If you don’t care about people at all then this actually makes sense. They are just guinea pigs in your experiment and if they die you learn from what you did wrong. All the years of trial and error, research and implementation are tossed out the window so that a group of teenage coders can “fix” the problems that didn’t exist in the first place.

Krugman has some thoughts on all this today:

Last month SpaceX carried out a test launch of its in-development Starship rocket. Liftoff was achieved, but as the company later announced, “Starship experienced a rapid unscheduled disassembly during its ascent burn.” In other words, it exploded.

It would be wrong to think of this explosion as a disaster; new products often experience failures during testing. That is, after all, why we test them. Still, the euphemistic language reeks of unwillingness to take responsibility and admit that things didn’t go as planned. But then again, what would you expect from a company owned by Elon Musk?

And here’s the thing: If a rocket blows up, you can build a new rocket and try again. “Move fast and break things” is sometimes an OK approach if the things in question are just hardware, which can be replaced. But what if the object that experiences “rapid unscheduled disassembly” is something whose continued functioning is crucial to people’s lives — say, something like the U.S. government?

This isn’t a hypothetical question: Musk, with backing from Donald Trump, is blowing up significant parts of the U.S. government as you read this. And we can already see the shape of multiple potential disasters.

He runs down a long list of the atrocities which I’m sure most of you have read about. It’s comprehensive and dangerous. The damage to scientific research alone is overwhelming.

And they have no idea what they are doing.

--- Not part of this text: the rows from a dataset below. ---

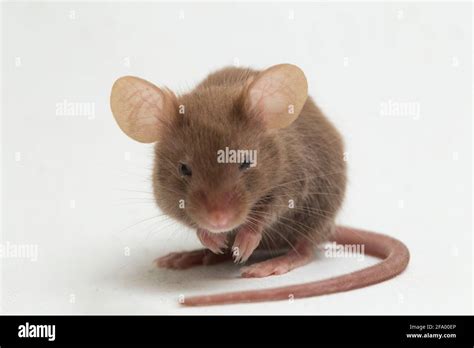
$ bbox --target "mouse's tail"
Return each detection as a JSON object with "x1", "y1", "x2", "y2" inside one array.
[{"x1": 182, "y1": 226, "x2": 410, "y2": 306}]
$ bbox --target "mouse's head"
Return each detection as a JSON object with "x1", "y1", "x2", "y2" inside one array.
[{"x1": 111, "y1": 64, "x2": 307, "y2": 232}]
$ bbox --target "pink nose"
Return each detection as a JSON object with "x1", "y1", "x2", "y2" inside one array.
[{"x1": 208, "y1": 210, "x2": 230, "y2": 228}]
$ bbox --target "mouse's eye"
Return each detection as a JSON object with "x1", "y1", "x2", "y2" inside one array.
[
  {"x1": 239, "y1": 159, "x2": 251, "y2": 170},
  {"x1": 179, "y1": 163, "x2": 193, "y2": 176}
]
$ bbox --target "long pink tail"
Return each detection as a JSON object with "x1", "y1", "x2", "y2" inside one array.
[{"x1": 182, "y1": 226, "x2": 410, "y2": 306}]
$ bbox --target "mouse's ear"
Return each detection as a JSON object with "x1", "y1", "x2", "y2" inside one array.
[
  {"x1": 244, "y1": 64, "x2": 308, "y2": 129},
  {"x1": 110, "y1": 76, "x2": 173, "y2": 143}
]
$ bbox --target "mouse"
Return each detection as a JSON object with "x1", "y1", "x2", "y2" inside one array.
[{"x1": 110, "y1": 63, "x2": 410, "y2": 306}]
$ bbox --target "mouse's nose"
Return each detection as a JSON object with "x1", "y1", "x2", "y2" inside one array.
[{"x1": 207, "y1": 210, "x2": 231, "y2": 228}]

So what is this about? Think of it as austerity theater: suddenly getting rid of thousands of federal workers looks strong and decisive to people who don’t understand what it will do. Remember, just a few weeks ago workers all across the federal government received a mass email urging them to take a buyout offer and “move from lower productivity jobs in the public sector to higher productivity jobs in the private sector.” The new wave of layoffs probably reflects the fact that not many workers took the offer, realizing, correctly, that it was almost surely a scam.

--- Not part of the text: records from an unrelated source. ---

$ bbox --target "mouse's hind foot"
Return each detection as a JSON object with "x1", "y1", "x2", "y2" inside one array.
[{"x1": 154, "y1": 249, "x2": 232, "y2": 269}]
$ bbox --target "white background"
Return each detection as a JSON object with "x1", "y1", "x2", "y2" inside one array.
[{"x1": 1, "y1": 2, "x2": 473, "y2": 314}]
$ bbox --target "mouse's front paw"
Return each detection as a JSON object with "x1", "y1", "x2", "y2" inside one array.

Well, it seems all too likely that Americans are about to learn the real costs of austerity theater. Many of the suddenly laid off workers were providing essential services. Nor should we underestimate the demoralization the vindictive layoffs have created even among those workers who still have their jobs (so far.)

So when we experience our next wave of devastating forest fires, when significant numbers of Americans begin dying from preventable diseases and faulty medical devices, remember: These disasters will be partly the fault of arrogant, ignorant men who decided to smash up a reasonably functional government.

I suspect that’s true although I’m not entirely convinced. It’s possible that all the suffering will end up being popular with enough people that there won’t be the backlash we might expect. There is a sickness running through our culture, a joy in hurting others, and I’m not sure we have the antibodies to fight it anymore.

But assuming we do, the backlash should be as severe as possible. One of the reasons we are where we are is because people who know better have clung to the norms and rules the other side threw into the garbage heap. They are completely useless if only one side believes in them.